Spencer, who performed many of the instruments on the record, will be joined by three instrumentalist friends to recreate much of Sleep Tapes at the Dinkytowner this Thursday night, as part of “Last of the Record Buyers” series. Show starts at 9pm and the price of $3 will surely be worth your while.

15
May
08

Atmosphere + Tou Saiko Lee

Here are a few more articles that I published recently. Great time to be prolific, right in the middle of finals.

Feature piece, as well as an interview, on Tou Saiko Lee in the wake of an attack on him by Jason Lewis, one of the right-wingers on KTLK.

Also, here’s an extended review of the new Atmosphere record, When Life Gives You Lemons, You Paint That Shit Gold, as well as an interview with Slug.

Thanks for the eyes and, as always, more to come.

12
Apr
08

El Guante – Album Review

Hey y’all, the Twin Cities Daily Planet just published my review of El Guante’s Haunted Studio Apartment. This album’s amazing and well worth giving a listen to.

http://www.tcdailyplanet.net/node/10431

Watch soon for a site overhaul, a new logo (or I guess a logo period) and articles on this weekend’s hip-hop festivities (the break/s and KRS-One) as well as some papers I’m giving at conferences.

17
Mar
08

Muja Messiah Review

mujacover.jpg

Here’s a review coming out soon in The Liberator of Muja Messiah’s mixtape, MPLS Massacre. Watch for the magazine soon. And the official release party is this Thursday, March 20th, at 7th Street. $7 gets you in and a copy of the mixtape.

Muja Messiah’s MPLS Massacre, a mixtape in advance of his full-length The Adventures of the B-Boy/D-Boy, deftly reveals many of the tensions—and sometimes outright contradictions—of himself, rap, and the world at large. Many are encapsulated in the album’s Intro and elaborated throughout Massacre, from the personal tensions of being “not your average half-white black guy,” as well as things like snitchin’ (“niggas yellin’ ‘stop snitchin’ then get mad when the cops don’t catch ‘em”).

Featuring numerous Twin Cities hip hop figures, including I Self Devine, St. Paul Slim, Muja’s mates from Raw Villa, and Slug, Massacre lays bare the tension between reppin’ where you’re from and where you want to go. Laced with Twin Cities references, Muja’s trying to show that the Cities ain’t just “backpackin’ and hippie/like it ain’t crackin’ in my city,” seeking success with a harder rap sound historically marginalized in the Cities. Yet he often turns to the sounds of the South for Massacre, especially on “Southside,” which combines his own Minneap home with the musical south of Memphis synths and drum beats.

One of the highlights of Massacre is the remix of M.I.A.’s “Paper Planes,” as Muja skillfully adopts the words, rhyme patterns, and flow of M.I.A., making it much more than your standard remix.
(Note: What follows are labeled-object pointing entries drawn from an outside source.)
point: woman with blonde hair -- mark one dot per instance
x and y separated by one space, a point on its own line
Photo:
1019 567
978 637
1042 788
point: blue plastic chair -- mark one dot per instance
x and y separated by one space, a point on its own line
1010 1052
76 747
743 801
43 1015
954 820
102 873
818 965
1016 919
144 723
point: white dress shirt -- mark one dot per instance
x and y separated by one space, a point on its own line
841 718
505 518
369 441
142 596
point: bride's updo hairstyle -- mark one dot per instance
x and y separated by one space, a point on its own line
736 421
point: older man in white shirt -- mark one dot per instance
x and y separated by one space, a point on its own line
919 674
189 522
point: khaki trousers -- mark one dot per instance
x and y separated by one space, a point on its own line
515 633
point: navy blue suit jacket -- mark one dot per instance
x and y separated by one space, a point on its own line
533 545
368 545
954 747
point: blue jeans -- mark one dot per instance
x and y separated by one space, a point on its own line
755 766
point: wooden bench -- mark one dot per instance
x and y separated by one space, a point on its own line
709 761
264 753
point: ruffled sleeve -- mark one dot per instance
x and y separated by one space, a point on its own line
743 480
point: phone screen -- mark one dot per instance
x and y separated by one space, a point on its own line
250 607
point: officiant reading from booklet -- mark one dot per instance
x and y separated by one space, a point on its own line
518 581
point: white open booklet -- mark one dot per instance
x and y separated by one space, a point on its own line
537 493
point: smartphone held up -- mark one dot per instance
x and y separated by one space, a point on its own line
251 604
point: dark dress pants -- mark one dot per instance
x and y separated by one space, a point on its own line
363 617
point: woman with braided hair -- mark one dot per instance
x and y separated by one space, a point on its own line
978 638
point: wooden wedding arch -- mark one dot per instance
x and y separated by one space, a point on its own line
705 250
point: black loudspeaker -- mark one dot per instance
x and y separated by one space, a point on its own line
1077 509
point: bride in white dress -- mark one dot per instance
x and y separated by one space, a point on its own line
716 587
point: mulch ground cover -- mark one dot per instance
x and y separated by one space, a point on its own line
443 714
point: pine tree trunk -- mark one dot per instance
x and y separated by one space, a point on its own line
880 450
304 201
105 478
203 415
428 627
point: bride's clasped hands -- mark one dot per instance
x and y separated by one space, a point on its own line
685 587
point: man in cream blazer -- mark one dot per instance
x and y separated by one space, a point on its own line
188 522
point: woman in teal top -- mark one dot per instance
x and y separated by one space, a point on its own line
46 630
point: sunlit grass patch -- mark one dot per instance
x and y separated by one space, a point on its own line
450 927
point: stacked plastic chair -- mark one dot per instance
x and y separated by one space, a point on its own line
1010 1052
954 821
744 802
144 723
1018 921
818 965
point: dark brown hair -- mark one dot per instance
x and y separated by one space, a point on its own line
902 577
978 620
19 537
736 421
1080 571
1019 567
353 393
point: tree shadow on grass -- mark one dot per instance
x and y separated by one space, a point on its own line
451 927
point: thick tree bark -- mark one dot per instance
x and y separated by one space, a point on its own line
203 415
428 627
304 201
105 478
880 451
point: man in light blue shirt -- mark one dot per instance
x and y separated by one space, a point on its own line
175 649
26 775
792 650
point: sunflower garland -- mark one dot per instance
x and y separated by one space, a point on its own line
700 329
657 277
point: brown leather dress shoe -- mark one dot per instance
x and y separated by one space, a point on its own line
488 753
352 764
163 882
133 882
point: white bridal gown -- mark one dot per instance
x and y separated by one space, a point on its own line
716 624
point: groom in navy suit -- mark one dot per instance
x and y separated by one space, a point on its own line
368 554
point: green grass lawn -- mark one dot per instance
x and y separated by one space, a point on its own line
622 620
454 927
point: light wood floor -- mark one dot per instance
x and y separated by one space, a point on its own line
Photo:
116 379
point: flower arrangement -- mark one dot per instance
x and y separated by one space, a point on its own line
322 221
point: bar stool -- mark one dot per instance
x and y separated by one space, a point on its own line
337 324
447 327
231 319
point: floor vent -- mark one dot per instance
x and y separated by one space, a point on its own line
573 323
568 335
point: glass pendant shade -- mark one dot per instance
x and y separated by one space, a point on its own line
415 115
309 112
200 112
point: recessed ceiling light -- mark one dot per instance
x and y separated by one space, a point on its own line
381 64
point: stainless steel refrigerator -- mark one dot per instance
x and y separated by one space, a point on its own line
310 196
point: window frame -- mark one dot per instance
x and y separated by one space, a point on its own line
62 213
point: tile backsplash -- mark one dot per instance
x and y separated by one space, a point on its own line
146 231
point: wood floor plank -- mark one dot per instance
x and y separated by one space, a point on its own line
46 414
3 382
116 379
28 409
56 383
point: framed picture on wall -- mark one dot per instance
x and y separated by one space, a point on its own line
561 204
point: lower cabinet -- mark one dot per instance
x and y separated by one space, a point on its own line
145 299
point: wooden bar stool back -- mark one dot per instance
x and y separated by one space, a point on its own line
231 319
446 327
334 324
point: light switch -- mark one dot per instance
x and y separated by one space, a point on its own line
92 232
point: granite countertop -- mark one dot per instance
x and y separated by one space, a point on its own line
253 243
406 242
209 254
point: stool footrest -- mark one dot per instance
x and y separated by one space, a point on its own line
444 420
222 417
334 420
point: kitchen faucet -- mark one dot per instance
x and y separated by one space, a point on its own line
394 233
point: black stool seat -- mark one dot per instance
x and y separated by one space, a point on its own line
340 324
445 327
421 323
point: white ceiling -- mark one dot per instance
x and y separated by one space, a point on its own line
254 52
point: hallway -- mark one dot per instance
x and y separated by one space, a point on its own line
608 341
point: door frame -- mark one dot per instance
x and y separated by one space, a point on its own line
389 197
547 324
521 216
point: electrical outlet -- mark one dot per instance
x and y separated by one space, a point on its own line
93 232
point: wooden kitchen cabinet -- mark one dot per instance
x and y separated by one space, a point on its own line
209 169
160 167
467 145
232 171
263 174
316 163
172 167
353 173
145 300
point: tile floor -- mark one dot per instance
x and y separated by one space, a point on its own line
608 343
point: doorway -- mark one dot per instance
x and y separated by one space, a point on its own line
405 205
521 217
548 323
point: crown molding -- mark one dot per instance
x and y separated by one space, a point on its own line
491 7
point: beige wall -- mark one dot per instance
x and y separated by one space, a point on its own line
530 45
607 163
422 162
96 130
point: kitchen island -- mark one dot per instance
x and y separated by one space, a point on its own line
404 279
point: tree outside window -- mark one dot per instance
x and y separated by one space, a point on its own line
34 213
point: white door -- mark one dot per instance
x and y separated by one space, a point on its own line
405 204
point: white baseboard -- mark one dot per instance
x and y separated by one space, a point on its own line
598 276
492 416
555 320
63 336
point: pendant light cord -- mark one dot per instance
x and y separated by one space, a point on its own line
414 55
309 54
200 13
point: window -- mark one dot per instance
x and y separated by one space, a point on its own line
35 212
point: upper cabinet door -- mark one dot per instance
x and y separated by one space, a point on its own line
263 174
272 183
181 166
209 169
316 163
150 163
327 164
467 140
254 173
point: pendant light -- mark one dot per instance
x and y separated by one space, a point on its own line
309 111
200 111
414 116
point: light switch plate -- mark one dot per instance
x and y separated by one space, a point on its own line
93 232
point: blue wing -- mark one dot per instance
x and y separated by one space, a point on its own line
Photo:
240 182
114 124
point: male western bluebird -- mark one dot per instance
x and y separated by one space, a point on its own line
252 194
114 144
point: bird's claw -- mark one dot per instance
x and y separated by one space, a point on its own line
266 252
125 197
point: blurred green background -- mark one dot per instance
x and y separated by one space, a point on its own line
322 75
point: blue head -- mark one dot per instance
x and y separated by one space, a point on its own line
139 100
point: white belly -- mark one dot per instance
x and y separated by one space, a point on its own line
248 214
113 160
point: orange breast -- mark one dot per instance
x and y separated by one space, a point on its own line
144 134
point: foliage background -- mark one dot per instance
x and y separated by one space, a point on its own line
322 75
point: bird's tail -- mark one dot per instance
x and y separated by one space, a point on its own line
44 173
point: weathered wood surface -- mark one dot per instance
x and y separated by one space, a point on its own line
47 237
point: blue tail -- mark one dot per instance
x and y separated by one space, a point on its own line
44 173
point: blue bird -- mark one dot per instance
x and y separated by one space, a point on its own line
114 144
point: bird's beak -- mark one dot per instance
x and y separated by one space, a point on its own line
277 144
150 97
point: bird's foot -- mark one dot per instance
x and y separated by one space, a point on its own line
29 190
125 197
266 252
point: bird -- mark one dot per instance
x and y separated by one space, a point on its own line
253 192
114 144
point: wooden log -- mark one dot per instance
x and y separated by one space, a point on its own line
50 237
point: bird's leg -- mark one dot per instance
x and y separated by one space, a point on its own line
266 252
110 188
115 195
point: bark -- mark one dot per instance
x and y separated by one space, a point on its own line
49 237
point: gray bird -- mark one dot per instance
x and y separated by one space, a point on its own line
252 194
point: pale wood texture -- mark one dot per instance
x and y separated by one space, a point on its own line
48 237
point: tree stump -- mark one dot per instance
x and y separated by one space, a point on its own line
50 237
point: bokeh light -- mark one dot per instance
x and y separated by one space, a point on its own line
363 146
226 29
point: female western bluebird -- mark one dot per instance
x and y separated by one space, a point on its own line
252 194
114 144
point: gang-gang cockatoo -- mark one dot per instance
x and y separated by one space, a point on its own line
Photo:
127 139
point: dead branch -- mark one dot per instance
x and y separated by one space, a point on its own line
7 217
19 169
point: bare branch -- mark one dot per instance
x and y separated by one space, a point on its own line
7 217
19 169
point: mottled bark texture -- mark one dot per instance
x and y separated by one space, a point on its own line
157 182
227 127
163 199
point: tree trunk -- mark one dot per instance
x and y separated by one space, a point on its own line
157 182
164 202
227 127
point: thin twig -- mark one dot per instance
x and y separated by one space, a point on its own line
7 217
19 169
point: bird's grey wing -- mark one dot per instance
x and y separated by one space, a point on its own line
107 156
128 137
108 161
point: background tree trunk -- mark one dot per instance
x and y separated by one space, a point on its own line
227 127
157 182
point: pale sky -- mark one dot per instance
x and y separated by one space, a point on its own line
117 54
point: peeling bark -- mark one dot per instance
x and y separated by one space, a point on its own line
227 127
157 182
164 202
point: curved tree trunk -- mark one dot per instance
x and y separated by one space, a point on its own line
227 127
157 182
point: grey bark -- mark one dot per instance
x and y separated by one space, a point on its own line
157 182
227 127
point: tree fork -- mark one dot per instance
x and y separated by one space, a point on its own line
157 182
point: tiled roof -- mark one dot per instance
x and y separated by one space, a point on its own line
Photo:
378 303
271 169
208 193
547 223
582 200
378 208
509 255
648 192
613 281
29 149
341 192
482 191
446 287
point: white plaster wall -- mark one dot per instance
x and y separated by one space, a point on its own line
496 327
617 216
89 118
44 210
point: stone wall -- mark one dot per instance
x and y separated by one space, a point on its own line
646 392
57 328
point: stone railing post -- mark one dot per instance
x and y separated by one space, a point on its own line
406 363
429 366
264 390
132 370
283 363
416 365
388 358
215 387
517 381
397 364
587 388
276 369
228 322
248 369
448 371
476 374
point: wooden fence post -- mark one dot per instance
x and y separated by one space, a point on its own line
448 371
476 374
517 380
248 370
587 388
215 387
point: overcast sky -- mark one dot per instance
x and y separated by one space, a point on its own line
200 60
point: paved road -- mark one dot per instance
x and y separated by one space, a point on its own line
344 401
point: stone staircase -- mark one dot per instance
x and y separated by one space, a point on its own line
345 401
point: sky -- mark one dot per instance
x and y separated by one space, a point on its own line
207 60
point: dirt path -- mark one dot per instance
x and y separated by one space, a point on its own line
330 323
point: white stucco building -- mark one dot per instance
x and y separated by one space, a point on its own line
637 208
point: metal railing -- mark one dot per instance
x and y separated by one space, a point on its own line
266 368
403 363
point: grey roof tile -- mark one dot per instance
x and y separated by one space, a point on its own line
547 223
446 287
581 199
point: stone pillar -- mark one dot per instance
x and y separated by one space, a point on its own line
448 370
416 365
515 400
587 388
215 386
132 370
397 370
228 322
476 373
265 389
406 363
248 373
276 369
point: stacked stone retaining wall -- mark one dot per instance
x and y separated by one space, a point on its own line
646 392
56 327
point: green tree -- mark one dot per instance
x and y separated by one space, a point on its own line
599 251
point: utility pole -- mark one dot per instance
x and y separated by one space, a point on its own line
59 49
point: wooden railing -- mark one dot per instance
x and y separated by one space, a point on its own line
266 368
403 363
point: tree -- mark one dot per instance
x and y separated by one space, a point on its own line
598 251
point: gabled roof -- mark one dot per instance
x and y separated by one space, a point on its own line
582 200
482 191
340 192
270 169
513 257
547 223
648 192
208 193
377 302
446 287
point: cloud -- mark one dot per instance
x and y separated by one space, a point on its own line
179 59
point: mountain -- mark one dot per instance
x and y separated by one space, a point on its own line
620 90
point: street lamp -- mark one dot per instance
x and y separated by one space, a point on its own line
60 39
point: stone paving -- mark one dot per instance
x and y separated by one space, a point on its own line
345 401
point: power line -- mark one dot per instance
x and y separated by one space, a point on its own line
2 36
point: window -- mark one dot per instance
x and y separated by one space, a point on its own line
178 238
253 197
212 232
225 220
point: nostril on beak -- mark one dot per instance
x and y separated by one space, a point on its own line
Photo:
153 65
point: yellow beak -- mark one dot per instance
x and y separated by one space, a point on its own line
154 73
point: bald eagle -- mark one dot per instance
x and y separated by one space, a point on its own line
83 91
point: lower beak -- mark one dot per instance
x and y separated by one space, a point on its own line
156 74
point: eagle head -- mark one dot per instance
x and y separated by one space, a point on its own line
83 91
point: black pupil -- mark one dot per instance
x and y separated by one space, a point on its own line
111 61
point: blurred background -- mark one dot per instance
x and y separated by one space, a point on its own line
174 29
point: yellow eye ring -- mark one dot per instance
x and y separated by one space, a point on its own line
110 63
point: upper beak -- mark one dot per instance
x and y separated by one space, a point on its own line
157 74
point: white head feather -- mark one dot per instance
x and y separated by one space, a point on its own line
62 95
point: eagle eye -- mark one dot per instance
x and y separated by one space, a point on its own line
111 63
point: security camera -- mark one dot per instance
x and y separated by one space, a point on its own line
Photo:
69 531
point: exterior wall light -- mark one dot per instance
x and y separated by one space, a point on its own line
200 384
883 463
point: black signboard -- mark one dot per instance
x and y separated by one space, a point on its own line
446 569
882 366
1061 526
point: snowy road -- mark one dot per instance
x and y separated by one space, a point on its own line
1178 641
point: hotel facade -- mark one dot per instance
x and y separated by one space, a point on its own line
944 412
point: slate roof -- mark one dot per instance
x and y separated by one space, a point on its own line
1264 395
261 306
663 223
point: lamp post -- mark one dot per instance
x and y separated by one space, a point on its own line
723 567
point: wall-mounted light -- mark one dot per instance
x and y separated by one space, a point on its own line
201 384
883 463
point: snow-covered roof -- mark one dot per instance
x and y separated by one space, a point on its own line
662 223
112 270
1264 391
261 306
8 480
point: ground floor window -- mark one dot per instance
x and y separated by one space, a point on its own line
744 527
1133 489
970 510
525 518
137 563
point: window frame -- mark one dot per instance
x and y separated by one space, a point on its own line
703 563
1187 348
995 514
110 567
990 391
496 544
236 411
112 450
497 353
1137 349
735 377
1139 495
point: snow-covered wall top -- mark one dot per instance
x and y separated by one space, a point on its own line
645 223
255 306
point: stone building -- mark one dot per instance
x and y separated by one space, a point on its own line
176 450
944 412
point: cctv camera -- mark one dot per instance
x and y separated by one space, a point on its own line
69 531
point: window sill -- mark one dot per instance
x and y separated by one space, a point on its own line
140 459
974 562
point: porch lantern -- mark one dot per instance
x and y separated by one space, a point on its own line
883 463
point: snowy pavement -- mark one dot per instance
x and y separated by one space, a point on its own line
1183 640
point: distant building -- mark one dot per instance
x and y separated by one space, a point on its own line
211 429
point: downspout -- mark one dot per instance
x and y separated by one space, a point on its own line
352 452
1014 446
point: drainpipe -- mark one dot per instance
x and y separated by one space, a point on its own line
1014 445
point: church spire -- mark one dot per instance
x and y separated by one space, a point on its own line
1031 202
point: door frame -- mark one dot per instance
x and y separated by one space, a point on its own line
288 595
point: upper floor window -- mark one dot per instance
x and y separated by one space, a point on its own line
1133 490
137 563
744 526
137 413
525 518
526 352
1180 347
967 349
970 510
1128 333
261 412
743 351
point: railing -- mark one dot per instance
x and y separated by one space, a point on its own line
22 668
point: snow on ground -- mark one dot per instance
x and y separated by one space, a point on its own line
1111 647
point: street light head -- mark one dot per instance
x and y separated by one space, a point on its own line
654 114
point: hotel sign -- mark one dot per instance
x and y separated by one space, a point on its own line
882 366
With its complicated global genealogy, from the Clash to the globe-hoppin’ M.I.A. (and featuring one of the Twin Cities’ own world musical travelers, the Ghanaian-born M.anifest) the song raises the stakes far beyond Minnesota.

While Muja says he’s “just trying to get y’all attention/without having to mention money, women, or the cars I’ve driven,” women and money are everywhere on Massacre, as are Muja’s musical molotovs for revolution. On “Huey P Newton,” Muja channels a hard rock version of the “Revolution” chorus to continue the struggles of Assata, Huey, Mumia, Dead Prez, and countless others. At the same time, though, he and many of the album’s guests partake in the gay-bashing and sexual objectification of women that fall in line with dominate American cultural norms. There’s a fine line, of course, between rebellion and cultural co-optation, and Muja seems to work this to his advantage. Neither black liberation nor narrative of hustlin’ and pimpin’ exhaust Muja’s rap identity. Even though having “one foot in the coffin, one foot in the cell,” as he raps on “MPLS Poppin,” doesn’t leave much room to move, Muja refuses to be boxed in.